Unlock the full potential of AI with Building LLMs for Production—our 470+ page guide to mastering LLMs with practical projects and expert insights!


Artificial Intelligence   Latest   Machine Learning

TAI #105: Claude Sonnet 3.5; price alone is progress.

Author(s): Towards AI Editorial Team

Originally published on Towards AI.

What happened this week in AI by Louie

AI news this week was dominated by the surprise release of a new model from Anthropic, which now tops most LLM benchmarks on most metrics. Claude Sonnet’s 3.5 price is 80% lower than its Opus 3.0 model (launched just three months ago), and it is also far better and faster on all metrics. Despite this better, faster, cheaper trifecta, some people are still vocally disappointed that LLMs are stalling! In most industries — price reduction alone is the biggest sign of technological progress. For example, solar energy costs are currently falling by around ~80% every 10 years, and this is due to lots of hard work, large amounts of investment, and many new inventions and innovations. Open-source AI has also rapidly contributed to even more affordable LLMs (such as Deepseek coder v2).

I played lots with Claude 3.5 this week — and on the capability side, it is clear it has made great progress on ability and code skills in particular, both for developers & non-technical users (new no-code interaction with generated code). For developers, the new Sonnet 3.5 model progressed to a 64% success rate on complex agentic code tasks relative to the slower and 5x more expensive Opus 3.0 model at just 38% just three months ago. This was on an internal Anthropic benchmark where the agent had to search, view, and edit multiple files (mostly 3 or 4, up to 20!) to solve pull requests entirely.

For non-developers, Claude’s “Artifacts” now allows anyone to test and use LLM coding skills and build simple projects. It executes code content directly in the browser without you needing to copy and paste it into a code environment. While it only supports limited libraries & languages, Claude chooses from a powerful toolkit to fulfill your requests. For example, HTML is great for basic web pages, SVG for graphics, Mermaid for various diagrams, React for interactive applications, Markdown for formatted text, and the code artifact for any programming language snippets. This is all particularly powerful for allowing you to continue a conversation with the AI to iterate and improve its code, correct mistakes, and add features as you choose, all with natural language. OpenAI’s code interpreter is also making data analysis tasks & testing LLM-generated Python code easier for non-technical users, but it has less broad front-end capabilities.

Why should you care?

In AI, maybe we are getting a bit spoiled if we are only impressed by huge generational leaps in capability. Practical utility and economic use cases depend a lot on pricing and latency, but faster and cheaper models also allow for more complicated RAG, Fine-tuning, and Agent pipelines to be constructed to enhance performance further. Of course, many open source models already provide great capabilities for much cheaper prices than closed labs, though they do lag in capability, particularly in multimodal ability.

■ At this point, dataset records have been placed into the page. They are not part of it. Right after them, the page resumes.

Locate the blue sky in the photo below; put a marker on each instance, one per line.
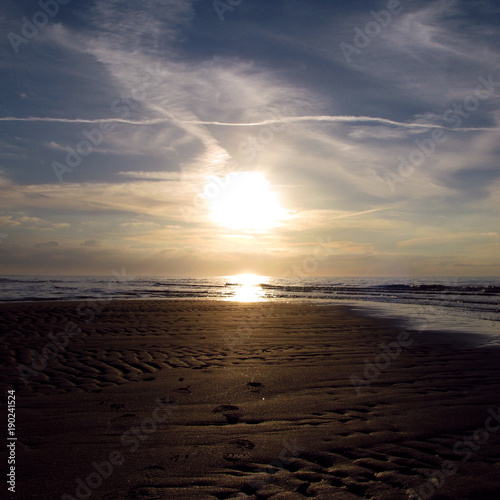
(375, 124)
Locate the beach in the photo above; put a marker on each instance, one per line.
(157, 399)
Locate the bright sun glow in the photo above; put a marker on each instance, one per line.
(246, 287)
(245, 201)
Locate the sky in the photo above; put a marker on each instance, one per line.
(292, 137)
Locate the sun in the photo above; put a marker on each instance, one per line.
(246, 202)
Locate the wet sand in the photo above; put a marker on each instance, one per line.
(201, 399)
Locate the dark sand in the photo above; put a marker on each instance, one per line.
(262, 404)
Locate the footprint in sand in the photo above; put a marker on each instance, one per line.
(230, 412)
(255, 386)
(239, 450)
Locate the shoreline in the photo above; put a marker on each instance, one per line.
(251, 399)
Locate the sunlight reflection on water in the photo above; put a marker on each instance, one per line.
(246, 288)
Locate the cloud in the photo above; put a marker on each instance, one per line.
(91, 243)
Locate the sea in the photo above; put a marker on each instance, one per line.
(445, 303)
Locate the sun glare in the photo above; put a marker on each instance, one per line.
(246, 288)
(246, 202)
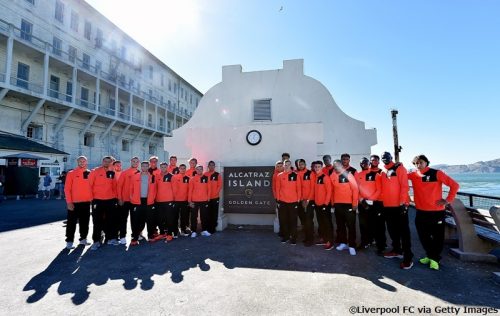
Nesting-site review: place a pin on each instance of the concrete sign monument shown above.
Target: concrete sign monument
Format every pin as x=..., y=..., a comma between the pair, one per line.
x=250, y=118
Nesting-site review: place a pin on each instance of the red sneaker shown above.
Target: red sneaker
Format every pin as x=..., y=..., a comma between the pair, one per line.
x=328, y=246
x=392, y=254
x=406, y=265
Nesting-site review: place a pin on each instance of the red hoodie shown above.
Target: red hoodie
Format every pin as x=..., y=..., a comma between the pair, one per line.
x=369, y=184
x=344, y=188
x=103, y=183
x=428, y=188
x=77, y=186
x=395, y=185
x=289, y=187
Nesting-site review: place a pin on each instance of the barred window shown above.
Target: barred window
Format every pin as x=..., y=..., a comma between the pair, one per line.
x=262, y=110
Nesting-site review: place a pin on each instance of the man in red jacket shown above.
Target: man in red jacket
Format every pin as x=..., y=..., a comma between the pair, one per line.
x=181, y=192
x=103, y=184
x=215, y=181
x=192, y=167
x=428, y=195
x=306, y=211
x=289, y=191
x=321, y=202
x=168, y=217
x=396, y=202
x=78, y=197
x=172, y=167
x=370, y=187
x=142, y=197
x=198, y=197
x=123, y=194
x=345, y=203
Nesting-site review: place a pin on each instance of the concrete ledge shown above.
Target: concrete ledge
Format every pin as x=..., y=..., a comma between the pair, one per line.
x=250, y=219
x=496, y=277
x=473, y=256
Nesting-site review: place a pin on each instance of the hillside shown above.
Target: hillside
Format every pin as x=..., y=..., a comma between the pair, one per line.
x=478, y=167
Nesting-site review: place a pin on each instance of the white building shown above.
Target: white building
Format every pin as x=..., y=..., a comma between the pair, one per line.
x=70, y=79
x=292, y=113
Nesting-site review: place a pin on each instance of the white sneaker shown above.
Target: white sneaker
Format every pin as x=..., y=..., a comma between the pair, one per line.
x=84, y=242
x=113, y=242
x=342, y=247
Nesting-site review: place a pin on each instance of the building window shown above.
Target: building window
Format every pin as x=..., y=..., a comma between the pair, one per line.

There has, in fact, been some level of stalling in scaling up LLM training clusters and scaling models to new levels of compute budget (layers, dimensions, and training data). I think getting clusters beyond ~30k H100 GPUs has taken longer than planned. But in the meantime, there has been progress on better datasets, new algorithms & new efficiency techniques, and, often, helped by innovation in the open-source arena. That’s not to say there is no merit in skepticism on LLM’s ability to progress indefinitely, however, without integrating more new ideas. It is true we haven’t yet had a GPT-5 class training cost model and no capability jump at the level of GPT-4. And there are still large classes of reasoning problems where LLMs fail completely.

Regarding Claude Artifacts — At Towards AI, our focus is on Making AI Accessible, so it’s great to see the coding capabilities of LLMs getting increasingly unlocked to the non-technical to experience and experiment with. We have recently released our 470-page book for building LLM apps with Python and have a new full pipeline advanced practical LLM & RAG course out soon, but we will also release courses this year for the non-technical to start building with LLMs.

Louie Peters — Towards AI Co-founder and CEO

This issue is brought to you thanks to AIPort:

Ever wondered how large language models like GPT-4 handle their immense computational demands? AIport’s latest article dives into the world of LLMs, exploring the challenges of model training and the innovative solutions that make it possible. Discover the top nine shortlisted tools that revolutionize LLM training, scaling, evaluation, and deployment.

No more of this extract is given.